The idea that a translation should be a faithful representation of the source text is a widely accepted truism that few would think to question. It is a concept that has guided most writing about translation for the past two thousand years, as debates in translation studies have tended to revolve around questions of the best methods for achieving “faithful” representation, whether it be St. Jerome’s idea of “sense for sense” translation, or Schleiermacher’s recommendation of a “foreignizing” technique; only in a few rare cases has the debate turned to whether such “faithful” representation is even possible… or desirable.
A typical example of the implicit assumption that fidelity to source text should be the guiding principle in translation can be found in the “translation analytic” proposed by French translation scholar Antoine Berman. Berman’s “translation analytic” is basically a taxonomy for categorizing the different types of meaning shifts that may occur in the process of translating literature. Berman classifies these shifts into twelve “deforming tendencies”, which, he argues, conspire almost against the translator’s will to “cause translation to deviate from its essential aim” (286). Needless to say, this essential aim is absolute fidelity to source text, which Berman posits as an ethical obligation upon the translator.
This idea of fidelity carries with it an implicit assumption of the sanctity and incorruptibility of the source text, which is probably a legacy of the translation of holy texts like the Bible, for much of the history of translation has been the main focus of translators and translation scholars. Because of its sacrosanct nature, the source text must be brought as “whole” as possible into the target language. Berman offers a compelling image of this idea in citing Foucault’s image of translation, as “taking the original text for a projectile and treating the translating language as a target” (285). According to this image, problems such as unnatural sounding language or incomprehensibility for target language readers might be viewed merely as necessary collateral damage.
Russian author and translator Vladimir Nabokov takes the position advocated by Berman to its logical extreme. Indeed, his views on the matter make him look almost like a caricature of the literalist school of translation. Nabokov begins an article on his experience of translating Pushkin’s Onegin with a vituperative attack on any translation judged as “readable”, as this surely means that it is the product of a “knavish” translator who has committed the great crime of “free translation” (71). His claim that “the clumsiest literal translation is a thousand times more useful than the prettiest paraphrase” (71, emphasis added) is revealing, as it suggests that “utility” is to be given priority over aesthetic considerations in literary translation. If we apply this criterion for literary translation to literature in general, the absurdity of Nabokov’s position becomes clear (in what way is literature “useful”). His call for “footnotes reaching up like skyscrapers” (82) is hardly a recipe for great literature. It is thus perhaps hardly surprising and that translation scholar Willis Barnstone describes his translation of Onegin as “unread and hard to read” (Barnstone 48).
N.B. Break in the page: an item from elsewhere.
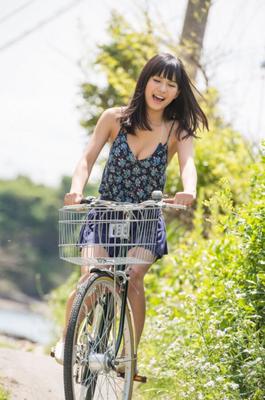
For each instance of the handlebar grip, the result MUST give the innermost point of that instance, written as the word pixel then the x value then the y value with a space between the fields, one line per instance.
pixel 87 200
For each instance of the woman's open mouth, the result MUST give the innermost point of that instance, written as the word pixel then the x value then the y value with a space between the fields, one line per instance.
pixel 158 99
As an antidote to Nabakov’s extremism I would like to propose the perspective of Argentine author and translator Jorge Luis Borges, a perspective that is truly refreshing in its complete disregard for the traditional views that implicitly (or explicitly) view the source text as sacred. In his article on the translation of Arabian Nights, Borges offers an entertaining account of various European translators of this classic work of literature, who took such extreme liberties with their source that they would surely have sent poor Nabokov into a fit of rage. But for Borges, the French translator Dr. Mardrus, whose translation of a ten-word sentence in the original Nights into a seven-line paragraph is guilty of at least three of Berman’s “deformations” (clarification, expansion and ennoblement), should be praised, not for his fidelity (obviously), but for “his happy and creative infidelity” (45). On the other hand, the dry, technically accurate German translations of the Nights are criticized for their lack of contribution to literature, as Borges remarks that “the commerce between Germany and the Nights should have produced something more” (46).
Borges’ assessments of these translations suggest a very different perspective on the role of translation, not as an instrument to be used to hurl the source text violently at the target language, but as a medium of exchange, through which source text and target culture may be mutually enriched. Obviously, such mutual enrichment cannot take place if translators are to be hemmed in by the supposedly ethical obligation to subjugate all – including their readers – to the supreme sanctity of the source text.
Berman, Antoine. “Translation and the Trials of the Foreign”. Translation Studies Reader. L. Venuti (ed.). London: Routledge, 1999. 284-297.
Barnstone, W. Poetics of Translation: History, Theory, Practice. New Haven: Yale University Press, 1993.
Borges, Jorge Luis. “The Translators of the Thousand and One Nights”. Translation Studies Reader. L. Venuti (ed.). London: Routledge, 1999. 34-48.
Nabokov, Vladimir. “Problems of Translation: Onegin in English”. Translation Studies Reader. L. Venuti (ed.). London: Routledge, 1999. 71-83.